About Learning Norwegian with Berlitz
Norwegian is the national language of Norway, spoken by virtually all of the country’s 4 million inhabitants. It is one of the Scandinavian languages, which are descended from the Old Norse spoken throughout Scandinavia in Viking times. These form a branch of the Germanic languages, in turn a part of the Indo-European family. Norwegian is very similar to Danish and somewhat less similar to Swedish.
Norway and Denmark were one country for four centuries before 1814, and from then until 1905 Norway was under the Swedish crown. During the years of Danish rule a Danish-based “city language” began to develop in Bergen and Oslo, which eventually became the written language of Norway.

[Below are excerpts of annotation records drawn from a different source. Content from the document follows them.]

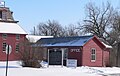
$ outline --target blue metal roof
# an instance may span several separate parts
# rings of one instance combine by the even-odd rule
[[[58,38],[42,38],[37,43],[42,46],[83,46],[93,36],[75,36],[75,37],[58,37]]]

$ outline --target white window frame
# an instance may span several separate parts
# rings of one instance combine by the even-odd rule
[[[94,51],[94,53],[93,53]],[[95,59],[92,59],[92,57],[95,57]],[[96,49],[95,48],[92,48],[91,49],[91,62],[95,62],[96,61]]]

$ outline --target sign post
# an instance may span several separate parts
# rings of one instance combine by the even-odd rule
[[[77,67],[77,59],[67,59],[67,67]]]
[[[6,59],[6,73],[5,73],[5,76],[7,76],[7,72],[8,72],[8,59],[9,59],[9,55],[10,55],[11,52],[12,52],[11,45],[7,45],[6,46],[6,56],[7,56],[7,59]]]

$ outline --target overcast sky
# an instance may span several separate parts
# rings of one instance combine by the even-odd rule
[[[120,0],[4,0],[14,13],[14,19],[27,32],[40,22],[57,20],[61,25],[76,24],[85,18],[85,5],[89,2],[101,6],[109,1],[120,8]]]

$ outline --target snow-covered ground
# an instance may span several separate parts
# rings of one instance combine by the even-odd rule
[[[0,76],[5,76],[5,65],[6,62],[0,62]],[[120,68],[87,66],[77,68],[67,68],[61,66],[23,68],[17,61],[10,61],[8,68],[8,76],[103,76],[109,74],[120,74]]]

In the mid-19th century, however, a movement was begun to develop a new national language for Norway distinct from Danish. Originally known as landsmål (“country language”), it is now called nynorsk (“New Norse”). Based largely on the dialects of rural Norway, landsmål was intended to revive the tradition of Old Norse, interrupted in the 15th century.

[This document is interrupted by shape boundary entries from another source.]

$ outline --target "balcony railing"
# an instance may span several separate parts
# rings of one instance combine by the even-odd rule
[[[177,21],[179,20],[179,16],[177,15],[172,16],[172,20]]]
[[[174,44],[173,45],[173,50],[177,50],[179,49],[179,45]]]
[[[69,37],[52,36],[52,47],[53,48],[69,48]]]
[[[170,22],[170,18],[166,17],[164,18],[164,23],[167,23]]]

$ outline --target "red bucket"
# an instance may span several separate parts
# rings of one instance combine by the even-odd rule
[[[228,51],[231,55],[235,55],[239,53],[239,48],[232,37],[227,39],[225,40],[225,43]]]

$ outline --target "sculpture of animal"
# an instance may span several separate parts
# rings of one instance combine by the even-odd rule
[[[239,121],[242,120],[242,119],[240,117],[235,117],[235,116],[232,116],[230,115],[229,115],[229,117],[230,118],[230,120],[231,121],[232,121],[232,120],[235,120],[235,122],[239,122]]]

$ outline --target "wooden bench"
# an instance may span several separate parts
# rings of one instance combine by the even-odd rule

The result is that today there are two standard languages in Norway. The Dano-Norwegian variety, originally called riksmål (“state language”) and now known as bokmål (“book language”) is still used by most newspapers and on radio and television broadcasts. But nynorsk has equal status with bokmål in government and also in the schools. Attempts to combine the two into samnorsk (“Common Norwegian”) have thus far been unsuccessful, but many Norwegians believe that at some point they will merge into one.
Both the Norwegian and Danish alphabets contain the additional letters œ and ø, which in Swedish are ä and ö. All three contain the letter å.
English words of Norwegian origin include fjord, slalom, troll, lemming, auk, and narwhal.